What occurs in an Environmental Mediation is key to understanding how and why it works to save the parties time and unnecessary expense and is designed ultimately to deliver a better outcome for all parties. Just like snowflakes, no two mediations are exactly alike but there are some common elements in the process that are worth identifying if for no reason other than to help highlight the key differences between mediation and litigation:
- Selecting a mediator. Unlike litigation, when parties mediate they get to choose the mediator most suited to the case at hand. In itself this presents a huge potential advantage, by selecting someone with the most relevant experience who has a proven track record in resolving similar disputes. Click here to read more about the role of the mediator and some key issues to consider in selecting the right mediator to handle your dispute.
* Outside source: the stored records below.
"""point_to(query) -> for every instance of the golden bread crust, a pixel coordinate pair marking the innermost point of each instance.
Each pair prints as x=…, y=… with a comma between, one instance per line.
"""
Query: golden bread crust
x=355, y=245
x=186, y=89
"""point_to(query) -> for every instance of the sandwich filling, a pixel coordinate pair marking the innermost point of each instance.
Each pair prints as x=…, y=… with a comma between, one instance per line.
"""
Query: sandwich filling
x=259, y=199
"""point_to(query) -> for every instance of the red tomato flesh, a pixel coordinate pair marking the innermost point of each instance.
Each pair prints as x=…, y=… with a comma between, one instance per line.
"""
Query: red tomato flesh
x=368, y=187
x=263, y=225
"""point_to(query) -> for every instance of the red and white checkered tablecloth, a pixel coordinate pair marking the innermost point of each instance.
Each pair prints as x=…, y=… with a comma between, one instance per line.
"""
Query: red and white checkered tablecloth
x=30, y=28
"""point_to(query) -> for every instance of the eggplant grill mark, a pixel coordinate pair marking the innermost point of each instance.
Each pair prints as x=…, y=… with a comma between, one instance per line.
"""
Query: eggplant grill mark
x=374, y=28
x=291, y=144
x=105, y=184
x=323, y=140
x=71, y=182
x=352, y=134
- Developing a mediation game plan. The initial task for a mediator is to develop, with the parties’ input, a game plan to facilitate the negotiations. Depending on the number of parties and the complexity of the underlying issues, there is a fair amount of art in this threshold task. The mediator is charged with establishing a reliable, coordinated and organized process, involving such steps as pre-meeting planning, establishing agendas, ensuring the presence of necessary attendees, facilitating the exchange of technical data, identifying key documents and other information needed to make informed settlement decisions, and sequencing the issues to be considered, in multiple meetings, including separate insurance and consultant briefings if necessary. Again, this is an important way in which mediation provides considerable flexibility to facilitate settlement in contrast to adhering to the dictates of the Rules of Civil Procedure.
- Developing trust and Understanding. There are several key parts to this. First, the Mediator provides a confidential forum in which the negotiations are protected from disclosure to non-participants by agreement, court rules and/or statutes. I believe this aspect of mediation is often overlooked or undervalued. Confidentiality allows the participants to speak openly and realistically about issues in dispute – both pro and con – facilitating informed decisions based on potential risks and benefits. Frank conversations such as these do not normally occur as part of the litigation process, where the parties try to speak only to the strengths of their cases and avoid mention of perceived weaknesses. Moreover, if the matter doesn’t settle, nothing said at, or prepared for, the negotiations may be used for or against any party in any other proceeding.
Confidentiality also allows the mediator to meet privately with each party – not just with its lawyers but with clients and insurance representatives with the ultimate decision-making authority. Frank and informative conversations occur in these meeting. The mediator confidentially listens, probes, questions the participants to understand what each party really needs and wants and how it views the issues in dispute. An environment of understanding and trust is built through these conversations.